Neuesten Umfragen zufolge ist die Leserschaft dieser Zeitung erstens beneidenswert jung und schön und gehört in der zweiten Großgruppe der gut situierten, an entscheidenden Stellen tätigen, gut ausgebildeten politisch denkenden und überhaupt fabelhaften Generation der um die 46,5jährigen an. Diesen Menschen, Ihnen also, wenden wir uns heute zu. Denn jetzt, da wieder ein Jahr zu Ende geht, ist es Zeit, kurz innezuhalten und diesem schnellebigen Lellileben wenigstens für einen Moment die kalte Schulter zu zeigen. War nicht, denken Sie sofort, gerade vor einem Monat ein anderes Jahr zu Ende gegangen? Und plagte Sie nicht gerade vor sechs Wochen der Kater nach der Feier zum Jahreswechsel vom Vorvorjahr zum Vorjahr?

Damals, Weihnachten. Wer bloß hatte ausgeheckt, vor diesem Fest viiiieerr verflixte Adventssonntage anzusetzen. Ewig zog sich das Warten aufs Christkind, also auf Geschenke, hin, und ein Ende war nicht abzusehen. Und heute? Heute sind ein Jahr nichts und viereinhalb Wochen ein Zwölftel von nichts. Mit dem Schnellellileben nahen Alter und Vergeßlichkeit, und da hilft nur Denksport.
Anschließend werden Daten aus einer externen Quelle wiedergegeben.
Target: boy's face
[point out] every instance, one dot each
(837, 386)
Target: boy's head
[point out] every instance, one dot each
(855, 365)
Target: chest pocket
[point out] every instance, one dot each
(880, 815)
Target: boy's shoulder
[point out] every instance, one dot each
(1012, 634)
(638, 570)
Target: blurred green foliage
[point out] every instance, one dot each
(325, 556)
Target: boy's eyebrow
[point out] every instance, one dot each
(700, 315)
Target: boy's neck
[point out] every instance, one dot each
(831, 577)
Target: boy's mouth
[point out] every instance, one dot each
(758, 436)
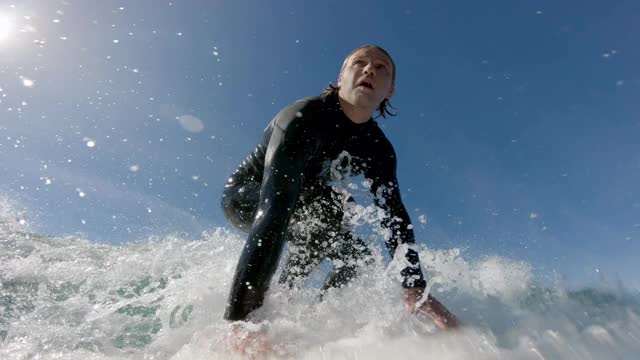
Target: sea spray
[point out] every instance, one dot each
(67, 297)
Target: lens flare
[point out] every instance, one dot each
(6, 27)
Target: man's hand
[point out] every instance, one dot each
(415, 303)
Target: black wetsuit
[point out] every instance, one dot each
(286, 181)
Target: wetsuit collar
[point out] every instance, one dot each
(343, 120)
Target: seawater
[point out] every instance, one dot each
(163, 298)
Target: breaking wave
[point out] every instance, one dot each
(66, 297)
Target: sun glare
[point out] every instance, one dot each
(6, 27)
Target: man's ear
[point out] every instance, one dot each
(391, 91)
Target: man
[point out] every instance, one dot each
(283, 191)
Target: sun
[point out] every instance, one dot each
(6, 27)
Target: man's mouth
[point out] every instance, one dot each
(365, 84)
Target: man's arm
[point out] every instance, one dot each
(398, 223)
(281, 184)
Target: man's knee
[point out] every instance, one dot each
(239, 205)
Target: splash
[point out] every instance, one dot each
(164, 298)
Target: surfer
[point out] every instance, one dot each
(284, 191)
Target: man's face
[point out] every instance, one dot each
(366, 78)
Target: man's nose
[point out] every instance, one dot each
(370, 69)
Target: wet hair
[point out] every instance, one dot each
(383, 107)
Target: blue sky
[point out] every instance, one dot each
(516, 135)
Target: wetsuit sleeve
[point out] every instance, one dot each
(397, 221)
(281, 184)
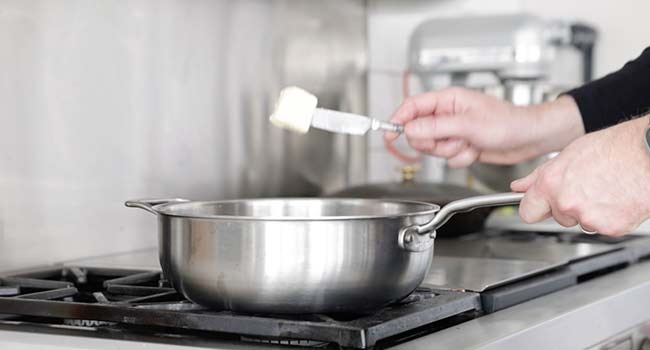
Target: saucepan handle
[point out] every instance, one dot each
(417, 238)
(148, 204)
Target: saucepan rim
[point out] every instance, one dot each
(167, 209)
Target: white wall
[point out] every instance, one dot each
(623, 28)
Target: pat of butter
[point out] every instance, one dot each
(294, 109)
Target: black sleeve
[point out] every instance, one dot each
(617, 96)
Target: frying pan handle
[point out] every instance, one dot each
(148, 204)
(418, 238)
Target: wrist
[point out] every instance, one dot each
(557, 122)
(633, 135)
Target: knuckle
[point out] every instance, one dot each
(568, 206)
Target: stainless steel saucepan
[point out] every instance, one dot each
(300, 255)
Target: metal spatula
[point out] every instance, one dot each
(348, 123)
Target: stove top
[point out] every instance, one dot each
(102, 297)
(470, 277)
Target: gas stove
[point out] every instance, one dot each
(471, 278)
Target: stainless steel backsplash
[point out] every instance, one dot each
(103, 101)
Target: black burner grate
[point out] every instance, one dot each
(103, 297)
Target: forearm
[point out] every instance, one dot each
(616, 97)
(553, 125)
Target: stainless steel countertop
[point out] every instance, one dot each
(573, 318)
(458, 264)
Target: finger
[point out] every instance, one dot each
(449, 148)
(399, 155)
(564, 220)
(438, 127)
(464, 158)
(390, 136)
(416, 106)
(424, 146)
(534, 207)
(523, 184)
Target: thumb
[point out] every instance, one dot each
(523, 184)
(438, 127)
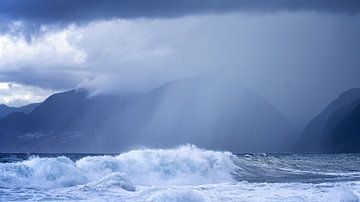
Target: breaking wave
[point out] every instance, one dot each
(185, 165)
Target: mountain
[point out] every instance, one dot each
(209, 111)
(5, 110)
(64, 122)
(334, 130)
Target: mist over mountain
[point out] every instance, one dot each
(209, 111)
(6, 110)
(336, 129)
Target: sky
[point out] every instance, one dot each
(297, 54)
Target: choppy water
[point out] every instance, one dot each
(186, 173)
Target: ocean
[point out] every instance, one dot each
(185, 173)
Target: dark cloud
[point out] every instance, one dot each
(69, 11)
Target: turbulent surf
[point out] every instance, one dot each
(185, 173)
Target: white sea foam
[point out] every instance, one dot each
(186, 173)
(183, 165)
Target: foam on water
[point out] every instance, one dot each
(183, 165)
(185, 173)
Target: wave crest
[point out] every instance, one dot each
(185, 165)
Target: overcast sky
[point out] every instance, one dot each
(298, 54)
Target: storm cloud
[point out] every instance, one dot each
(37, 12)
(291, 52)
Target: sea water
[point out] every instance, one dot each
(184, 173)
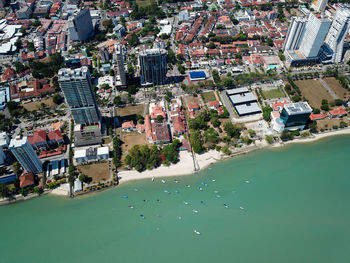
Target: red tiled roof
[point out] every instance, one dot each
(55, 135)
(37, 137)
(193, 106)
(278, 105)
(148, 127)
(160, 132)
(319, 116)
(128, 124)
(156, 111)
(214, 103)
(338, 112)
(26, 180)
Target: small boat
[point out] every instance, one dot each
(197, 232)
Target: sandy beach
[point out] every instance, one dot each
(319, 136)
(186, 166)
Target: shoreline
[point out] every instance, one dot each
(186, 166)
(175, 170)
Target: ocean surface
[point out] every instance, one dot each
(290, 204)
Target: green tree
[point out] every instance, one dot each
(133, 40)
(267, 113)
(232, 130)
(160, 118)
(16, 167)
(4, 190)
(117, 100)
(270, 139)
(57, 99)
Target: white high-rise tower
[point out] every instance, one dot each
(295, 34)
(319, 5)
(315, 32)
(336, 34)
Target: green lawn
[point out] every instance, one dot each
(208, 96)
(143, 2)
(273, 94)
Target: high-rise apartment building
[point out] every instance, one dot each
(319, 5)
(25, 154)
(81, 27)
(315, 31)
(77, 89)
(119, 56)
(153, 66)
(337, 32)
(295, 34)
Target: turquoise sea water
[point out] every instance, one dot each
(296, 204)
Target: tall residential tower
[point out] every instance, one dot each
(119, 56)
(80, 28)
(295, 34)
(319, 5)
(25, 154)
(336, 34)
(315, 32)
(77, 89)
(153, 66)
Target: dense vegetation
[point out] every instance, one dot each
(142, 157)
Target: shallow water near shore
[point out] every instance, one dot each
(288, 204)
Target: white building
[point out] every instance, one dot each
(315, 32)
(91, 154)
(319, 5)
(336, 34)
(184, 15)
(295, 34)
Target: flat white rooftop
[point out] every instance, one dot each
(243, 98)
(237, 91)
(249, 108)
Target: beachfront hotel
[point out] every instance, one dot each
(25, 154)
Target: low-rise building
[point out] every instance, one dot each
(128, 126)
(244, 101)
(91, 154)
(337, 113)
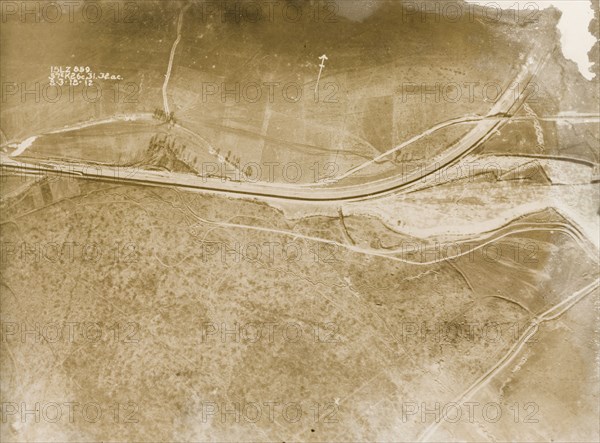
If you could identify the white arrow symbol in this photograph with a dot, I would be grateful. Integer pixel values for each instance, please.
(322, 65)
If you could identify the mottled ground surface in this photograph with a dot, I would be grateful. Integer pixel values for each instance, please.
(166, 275)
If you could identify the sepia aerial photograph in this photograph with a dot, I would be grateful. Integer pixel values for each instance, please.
(290, 221)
„Alle dafür, aber die Mehrheit ist dagegen“ lautet unsere heutige Lektion für alle unsere Lieben, die vor Einführung der Mengenlehre um 1970 eingeschult wurden. Wenn nämlich alle dafür sind, aber die Mehrheit dagegen ist, dann können gar nicht alle dafür sein, weil die „Mehrheit“ ein großer Teil von „alle“ ist. Weil aber andererseits die Zeit als vierte Dimension (nach Kant unbedingt) zu bedenken ist, könnte „alle dafür“ einen Zustand davor (etwa vor Einführung der Orientierungsstufe) beschreiben und „Mehrheit ist dagegen“ die Gegenwart. Quizfrage: Wer war, ist und wird gewesen sein die Minderheit?

Notieren Sie die Antworten auf einen Zettel und legen ihn in den Windfang. Notieren Sie auf einem anderem Zettel, daß Sie die Antworten auf einem Zettel notiert und den Zettel in den Windfang gelegt haben, und legen Sie den Zettel auf den Küchenschrank. Notieren Sie auf einem dritten Zettel, daß Sie den Zettel, der Sie daran erinnern soll, daß Sie den Zettel, auf dem die Antworten steht, in den Windfang gelegt haben, auf dem Küchenschrank finden können, und legen Sie den Zettel unters Kopfkissen. Nehmen Sie Ihr Stickzeug zur Hand und sticken Sie in Ihren Pyjama, daß Sie den Zettel ... Ach? Sie schlafen nackt.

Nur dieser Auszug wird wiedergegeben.